En esa nueva audiencia, ante el TOF 7, se detalla cómo fue la cartelización de la obra pública a través de la Cámara Argentina de Empresas Viales.

Este jueves continúa la novena audiencia de la causa Cuadernos con la lectura de la acusación por las presuntas irregularidades detectadas en la asignación de contratos para obras civiles viales, vinculadas a la Cámara Argentina de Empresas Viales.

En este contexto, ante el Tribunal Oral Federal 7, se detalló el testimonio de Aldo Roggio, un empresario imputado colaborador, quien aseguró que sufrió aprietes durante el kirchnerismo: “De Vido, en alguna oportunidad, me dijo ‘no se puede hacer política sin plata’”, precisó.

“Tengo referencia también que en materia de obras viales existió un sistema, del que no participé, fui informado que el gobierno nacional impulsaría un importante plan de obras públicas, privilegiando su ejecución por sobre el precio de las mismas, debiendo las empresas contribuir con las necesidades políticas de orden económico”, fueron sus primeras declaraciones sobre la causa.

Tras ello, señaló que el exministro de Obras Públicas le manifestó que “no se puede hacer política sin plata” y aclaró que no participó de “esta propuesta” y, por eso, lo “ralearon”.

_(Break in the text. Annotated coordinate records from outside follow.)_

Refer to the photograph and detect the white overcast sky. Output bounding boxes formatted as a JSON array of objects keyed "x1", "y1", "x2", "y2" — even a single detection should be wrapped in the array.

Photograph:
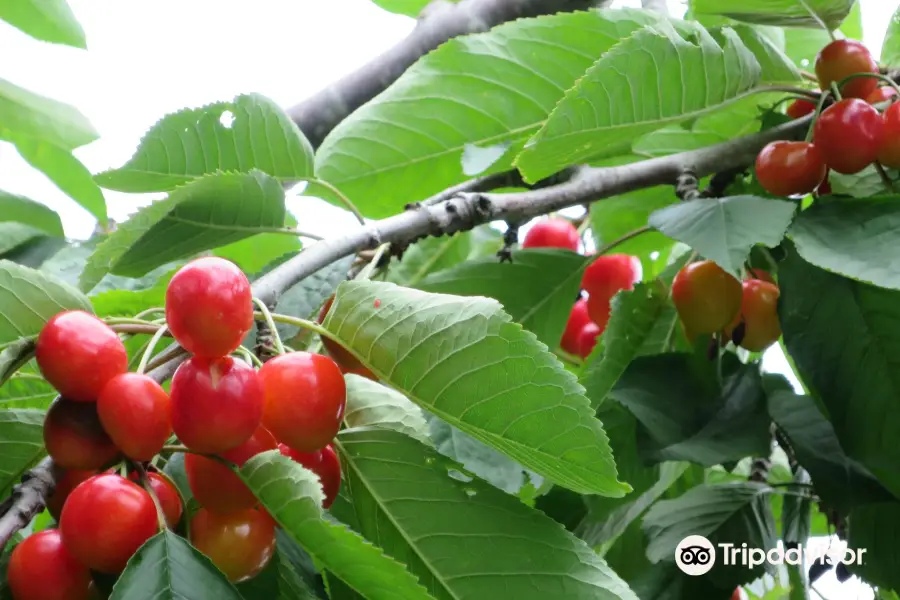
[{"x1": 0, "y1": 0, "x2": 896, "y2": 600}]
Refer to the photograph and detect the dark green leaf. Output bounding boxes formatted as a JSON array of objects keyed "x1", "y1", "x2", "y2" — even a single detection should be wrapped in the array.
[
  {"x1": 95, "y1": 94, "x2": 313, "y2": 193},
  {"x1": 240, "y1": 450, "x2": 429, "y2": 600},
  {"x1": 650, "y1": 196, "x2": 796, "y2": 276},
  {"x1": 79, "y1": 170, "x2": 285, "y2": 291},
  {"x1": 337, "y1": 430, "x2": 637, "y2": 600},
  {"x1": 0, "y1": 260, "x2": 93, "y2": 343},
  {"x1": 516, "y1": 21, "x2": 761, "y2": 183},
  {"x1": 790, "y1": 198, "x2": 900, "y2": 290},
  {"x1": 323, "y1": 281, "x2": 629, "y2": 496},
  {"x1": 110, "y1": 529, "x2": 242, "y2": 600}
]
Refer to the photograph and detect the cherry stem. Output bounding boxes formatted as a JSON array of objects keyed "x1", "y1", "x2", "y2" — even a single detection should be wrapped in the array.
[
  {"x1": 253, "y1": 298, "x2": 284, "y2": 354},
  {"x1": 135, "y1": 325, "x2": 169, "y2": 375}
]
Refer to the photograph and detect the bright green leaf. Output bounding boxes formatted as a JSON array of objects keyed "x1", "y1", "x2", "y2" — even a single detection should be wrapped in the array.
[
  {"x1": 416, "y1": 248, "x2": 587, "y2": 349},
  {"x1": 0, "y1": 77, "x2": 98, "y2": 150},
  {"x1": 95, "y1": 94, "x2": 313, "y2": 193},
  {"x1": 336, "y1": 430, "x2": 637, "y2": 600},
  {"x1": 110, "y1": 529, "x2": 242, "y2": 600},
  {"x1": 0, "y1": 260, "x2": 93, "y2": 343},
  {"x1": 516, "y1": 22, "x2": 760, "y2": 182},
  {"x1": 240, "y1": 450, "x2": 429, "y2": 600},
  {"x1": 79, "y1": 171, "x2": 285, "y2": 291},
  {"x1": 323, "y1": 281, "x2": 629, "y2": 496},
  {"x1": 316, "y1": 9, "x2": 662, "y2": 218},
  {"x1": 650, "y1": 196, "x2": 796, "y2": 276}
]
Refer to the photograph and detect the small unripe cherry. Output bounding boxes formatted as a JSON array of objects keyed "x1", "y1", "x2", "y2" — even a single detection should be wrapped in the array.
[
  {"x1": 522, "y1": 218, "x2": 581, "y2": 252},
  {"x1": 170, "y1": 356, "x2": 265, "y2": 454},
  {"x1": 35, "y1": 310, "x2": 128, "y2": 402},
  {"x1": 672, "y1": 260, "x2": 743, "y2": 338},
  {"x1": 43, "y1": 398, "x2": 119, "y2": 470},
  {"x1": 815, "y1": 39, "x2": 878, "y2": 98}
]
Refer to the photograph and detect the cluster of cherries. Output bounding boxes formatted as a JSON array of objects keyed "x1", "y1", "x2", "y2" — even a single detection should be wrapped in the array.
[
  {"x1": 8, "y1": 257, "x2": 352, "y2": 600},
  {"x1": 756, "y1": 40, "x2": 900, "y2": 196},
  {"x1": 522, "y1": 218, "x2": 643, "y2": 358}
]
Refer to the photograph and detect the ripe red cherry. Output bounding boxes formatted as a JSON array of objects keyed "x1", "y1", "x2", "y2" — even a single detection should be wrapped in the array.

“Licitamos obras y algunas pocas hemos ganado por precio en libre competencia. En la ejecución de esas obras sentimos el rigor de no haber aceptado las condiciones señaladas, habiéndosenos demorado por plazos extensos el pago de certificados, redeterminación de precios, nunca nos pagaron los intereses que manda la ley, etc., obligándonos a tener reconocimientos monetarios para la política para sortear estas dificultades, los ejecutores de este apriete fueron De Vido, López, Baratta, Uberti, habiendo cada uno y en distintas oportunidades exigidos esos aportes como forma de superar estos problemas”, agregó.

Además, especificó que estos aportes “en realidad no representaban un porcentaje determinado de la obra en cuestión, sino que nos eran exigidos puntualmente”. “La persona que recibía estos pagos era Clarens, habiendo dispuesto estos pagos cuando la situación financiera de las obras se volvía insostenible. Sin poder precisarlo, aproximadamente, las entregas de dinero fueron del orden de 100.000 dólares por vez, o su equivalente en pesos, estimando que todos ellos no habrían superado la suma de 3.000.000 de dólares”.